When I was in a highschool my family developed a friendship with an Orthodox Jewish family. They were wonderful people, and it was so interesting to learn about their culture and traditions. One that was intriguing to me was their practice of observing the sabbath. Don’t get me wrong, I think observing the Sabbath is important, and biblical. But in their culture they take it to a whole new extreme. From the time it begins until the day ends they are unable to exert any type of real effort or do any type of work. They classify unrolling toilet paper as doing work, so they will preunroll the paper the day before. They cannot drive anywhere, so they live close to their synagogue so they can walk. Little everyday things, that we don’t really see as work, are prohibited in their culture while observing the sabbath. They see rest as pretty much just doing nothing. At least that’s how it appears. But I think I’m learning that truly resting looks very different from that.

There will be nights where I decide that I’m just going to “rest”, and I’ll do nothing, and just putz around, but at the end of it all I don’t feel rested and I don’t feel refreshed. In fact, I think I feel more exhausted. And I think  now, I know why.

Doing nothing doesn’t refresh. Doing nothing doesn’t equal rest. Doing what God has called you to do, that brings rest. I never feel quite so refreshed as when I write, or sing with my husband, or work on our developing company. Being still doesn’t mean being still, it means resting in the Father. It means going to places He’s sending you, and doing the things He’s calling you to do. Resting happens when you are with Him. For me, I feel His presence the most when I am using the gifts He has given me to bring Him glory.

St Augustine said, “You have made us for yourself, O Lord, and our heart is restless until it rests in you.” I am at rest when I am resting in my savior. When I am praising Him. When I am writing. When I am cultivating a dream. There I am at rest. My body needs sleep, but even more than that my body needs to be in His presence. To be with Him brings a holy refreshment that quenches every thirst and that rejuvenates my soul so I can fulfill the calling placed on my life.

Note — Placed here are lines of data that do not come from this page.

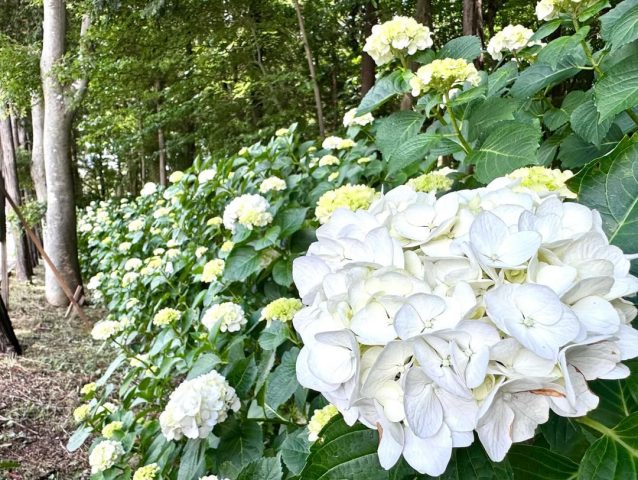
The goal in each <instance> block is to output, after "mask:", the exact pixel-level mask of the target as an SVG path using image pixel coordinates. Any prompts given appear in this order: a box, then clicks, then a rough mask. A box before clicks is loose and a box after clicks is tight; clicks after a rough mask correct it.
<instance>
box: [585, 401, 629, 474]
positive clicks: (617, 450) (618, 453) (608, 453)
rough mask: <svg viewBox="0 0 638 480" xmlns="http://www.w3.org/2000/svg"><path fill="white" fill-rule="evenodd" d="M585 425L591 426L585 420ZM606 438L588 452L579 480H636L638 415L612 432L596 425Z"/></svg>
mask: <svg viewBox="0 0 638 480" xmlns="http://www.w3.org/2000/svg"><path fill="white" fill-rule="evenodd" d="M584 420H585V421H584V422H583V423H585V425H590V426H591V423H589V421H588V419H587V418H585V419H584ZM596 430H598V431H600V432H601V433H603V436H602V437H600V438H599V439H598V440H596V441H595V442H594V443H593V444H592V446H591V447H590V448H589V450H587V452H586V453H585V456H584V457H583V459H582V461H581V463H580V468H579V469H578V480H600V479H607V478H609V479H625V478H626V479H635V478H636V477H637V476H638V413H634V414H632V415H630V416H628V417H627V418H625V419H624V420H622V421H621V422H620V423H619V424H618V425H616V426H615V427H614V428H613V429H609V428H607V427H604V426H603V425H600V424H597V425H596Z"/></svg>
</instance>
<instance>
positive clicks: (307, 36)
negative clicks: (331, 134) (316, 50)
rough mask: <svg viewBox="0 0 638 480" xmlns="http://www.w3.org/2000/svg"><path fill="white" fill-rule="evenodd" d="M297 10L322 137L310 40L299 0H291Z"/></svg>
mask: <svg viewBox="0 0 638 480" xmlns="http://www.w3.org/2000/svg"><path fill="white" fill-rule="evenodd" d="M292 3H293V4H294V6H295V11H296V12H297V21H298V22H299V32H300V33H301V40H302V41H303V46H304V50H305V51H306V60H307V61H308V70H310V81H311V83H312V89H313V91H314V92H315V105H316V107H317V125H318V126H319V135H321V136H322V137H323V136H325V134H326V131H325V130H326V129H325V125H324V122H323V108H322V107H321V92H320V90H319V83H318V82H317V74H316V72H315V61H314V59H313V57H312V50H310V42H309V41H308V36H307V35H306V27H305V25H304V21H303V15H302V14H301V7H300V6H299V0H293V2H292Z"/></svg>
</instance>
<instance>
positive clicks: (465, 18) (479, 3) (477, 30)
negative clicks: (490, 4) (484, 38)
mask: <svg viewBox="0 0 638 480" xmlns="http://www.w3.org/2000/svg"><path fill="white" fill-rule="evenodd" d="M463 35H476V36H477V37H479V38H480V39H481V43H482V42H483V0H463Z"/></svg>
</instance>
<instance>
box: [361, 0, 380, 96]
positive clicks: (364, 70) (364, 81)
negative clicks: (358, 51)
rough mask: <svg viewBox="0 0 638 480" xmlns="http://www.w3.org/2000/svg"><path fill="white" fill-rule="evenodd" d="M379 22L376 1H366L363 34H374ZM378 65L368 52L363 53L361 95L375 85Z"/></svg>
mask: <svg viewBox="0 0 638 480" xmlns="http://www.w3.org/2000/svg"><path fill="white" fill-rule="evenodd" d="M377 22H378V18H377V9H376V6H375V3H374V2H370V1H365V3H364V6H363V34H364V35H365V37H366V38H367V37H369V36H370V35H371V34H372V27H374V26H375V25H376V23H377ZM376 70H377V66H376V64H375V63H374V60H373V59H372V57H371V56H370V55H368V54H367V53H366V52H363V54H362V55H361V96H362V97H363V96H364V95H365V94H366V93H368V90H370V89H371V88H372V87H373V86H374V81H375V74H376Z"/></svg>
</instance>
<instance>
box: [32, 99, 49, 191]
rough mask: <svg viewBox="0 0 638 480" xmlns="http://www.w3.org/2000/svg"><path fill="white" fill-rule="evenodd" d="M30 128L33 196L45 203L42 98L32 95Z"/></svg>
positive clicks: (43, 150) (43, 113)
mask: <svg viewBox="0 0 638 480" xmlns="http://www.w3.org/2000/svg"><path fill="white" fill-rule="evenodd" d="M31 128H32V129H33V133H32V137H33V147H32V149H31V179H32V180H33V187H34V189H35V198H36V199H37V200H38V202H40V203H44V204H46V203H47V183H46V177H45V174H44V149H43V147H42V134H43V130H44V109H43V105H42V99H41V98H40V97H39V96H33V97H32V99H31Z"/></svg>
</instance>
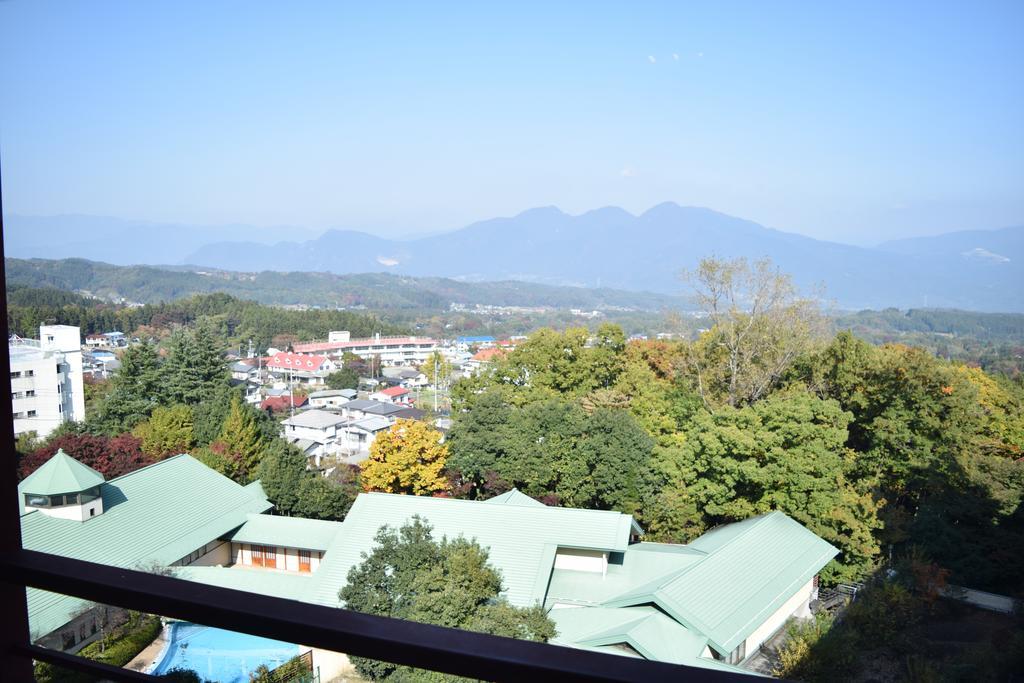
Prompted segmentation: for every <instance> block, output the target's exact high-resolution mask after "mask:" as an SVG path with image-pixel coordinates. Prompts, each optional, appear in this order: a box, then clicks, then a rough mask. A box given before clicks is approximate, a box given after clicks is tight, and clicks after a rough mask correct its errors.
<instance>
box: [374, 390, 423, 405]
mask: <svg viewBox="0 0 1024 683" xmlns="http://www.w3.org/2000/svg"><path fill="white" fill-rule="evenodd" d="M368 398H370V400H379V401H381V402H385V403H398V404H401V405H408V404H410V403H411V402H413V401H412V399H413V395H412V394H411V393H410V392H409V389H404V388H402V387H400V386H396V387H391V388H390V389H381V390H380V391H375V392H374V393H372V394H370V395H369V396H368Z"/></svg>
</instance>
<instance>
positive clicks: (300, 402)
mask: <svg viewBox="0 0 1024 683" xmlns="http://www.w3.org/2000/svg"><path fill="white" fill-rule="evenodd" d="M308 402H309V399H308V398H307V397H306V396H297V397H296V398H295V408H302V407H303V405H305V404H306V403H308ZM259 407H260V410H261V411H267V410H269V411H287V410H289V409H290V408H292V397H291V396H290V395H288V394H286V395H284V396H267V397H266V398H264V399H263V401H262V402H261V403H260V404H259Z"/></svg>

Matthew 11:28-30 says, “Come to me all who are weary and heavy laden. Take my yoke upon you and learn from me, for I am gentle and humble in heart, and you will find rest for your souls. For my yoke is easy and my burden is light.” The key words that stick out to me are “come to me”. Jesus didn’t say “when you are weary and heavy laden fix it yourself.” He said, “come to me” In other words, come spend time with me, and there you will find rest for your souls. In my character and in the calling I’ve given you, there you’ll find rest. Not in the latest trend, or in striving, or in doing nothing. You’ll find rest in ME. And I am with you always, even unto the end of the age. So seek and find and be filled with the refreshment that only I can give.

There are things on earth that will bring temporary rest. A day at the spa, a good night of sleep, a movie night. But the rest those things bring won’t last. But when you daily commune with the Father, walking in the steps He’s laid out for you, doing the things He’s called you to do, the rest you receive will be everlasting. That’s the kind of rest I want, and the kind of refreshment I need.